When dealing with filenames containing special characters in Linux, I recently encountered a problem where about 500 out of 10,000 files couldn't be processed by my UTF-8 based renaming script. The error message "unable to stat file..." indicated encoding issues, but identifying the exact encodings programmatically proved challenging.
The file
command won't work for filenames (only file contents), but we have several alternatives:
# 1. Using convmv for preliminary detection
convmv -f utf8 -t utf8 --notest *.jpg
# 2. The enca utility can sometimes help
ls | enca -L none -G
Here's a bash script that attempts to detect encodings for problematic filenames:
#!/bin/bash
# Common encodings to test (modify as needed)
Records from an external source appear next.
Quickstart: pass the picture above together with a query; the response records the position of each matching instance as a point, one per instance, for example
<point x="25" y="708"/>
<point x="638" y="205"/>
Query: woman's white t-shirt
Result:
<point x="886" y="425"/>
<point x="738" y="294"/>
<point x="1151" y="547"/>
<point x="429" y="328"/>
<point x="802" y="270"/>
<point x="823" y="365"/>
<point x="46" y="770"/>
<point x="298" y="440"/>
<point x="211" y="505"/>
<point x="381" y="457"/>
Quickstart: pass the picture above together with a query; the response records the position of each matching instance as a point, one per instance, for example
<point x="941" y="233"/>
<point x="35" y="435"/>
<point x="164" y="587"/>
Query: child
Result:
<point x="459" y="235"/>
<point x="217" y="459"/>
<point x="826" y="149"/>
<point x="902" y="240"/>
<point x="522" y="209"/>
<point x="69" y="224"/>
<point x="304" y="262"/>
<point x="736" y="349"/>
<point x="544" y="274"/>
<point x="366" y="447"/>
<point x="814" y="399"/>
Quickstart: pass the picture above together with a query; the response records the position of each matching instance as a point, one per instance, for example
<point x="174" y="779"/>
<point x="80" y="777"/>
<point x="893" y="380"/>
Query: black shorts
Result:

ENCODINGS=("ISO-8859-1" "WINDOWS-1252" "SHIFT_JIS" "GBK" "BIG5" "KOI8-R")
for file in *; do
if [[ $(convmv -f utf8 -t utf8 --notest "$file" 2>&1) =~ "Skipping" ]]; then
continue
fi
for enc in "${ENCODINGS[@]}"; do
if convmv -f "$enc" -t utf8 --notest "$file" &>/dev/null; then
echo "File '$file' might be in $enc encoding"
break
fi
done
done
When you have files with different encodings, this Python approach can help:
import os
from chardet import detect
def detect_filename_encoding(filename):
try:
result = detect(filename.encode('latin1'))
return result['encoding']
except:
return None
for root, dirs, files in os.walk('.'):
for file in files:
enc = detect_filename_encoding(file)
if enc and enc.lower() != 'utf-8':
print(f"{file}: {enc}")
After detecting encodings, use this script to normalize all filenames:
#!/bin/bash
# Dictionary of known encoding mappings (filename_pattern:encoding)
declare -A ENCODING_MAP=(
["pattern1*"]="ISO-8859-1"
["*spanish*"]="WINDOWS-1252"
# Add more mappings as discovered
)
process_file() {
local file="$1"
local sku="$2"
# Try UTF-8 first
if convmv -f utf8 -t utf8 --notest "$file" &>/dev/null; then
newname="${file%.*}_${sku}.${file##*.}"
mv "$file" "$newname"
return
fi
# Check against known patterns
for pattern in "${!ENCODING_MAP[@]}"; do
if [[ $file == $pattern ]]; then
convmv -f "${ENCODING_MAP[$pattern]}" -t utf8 --notest "$file"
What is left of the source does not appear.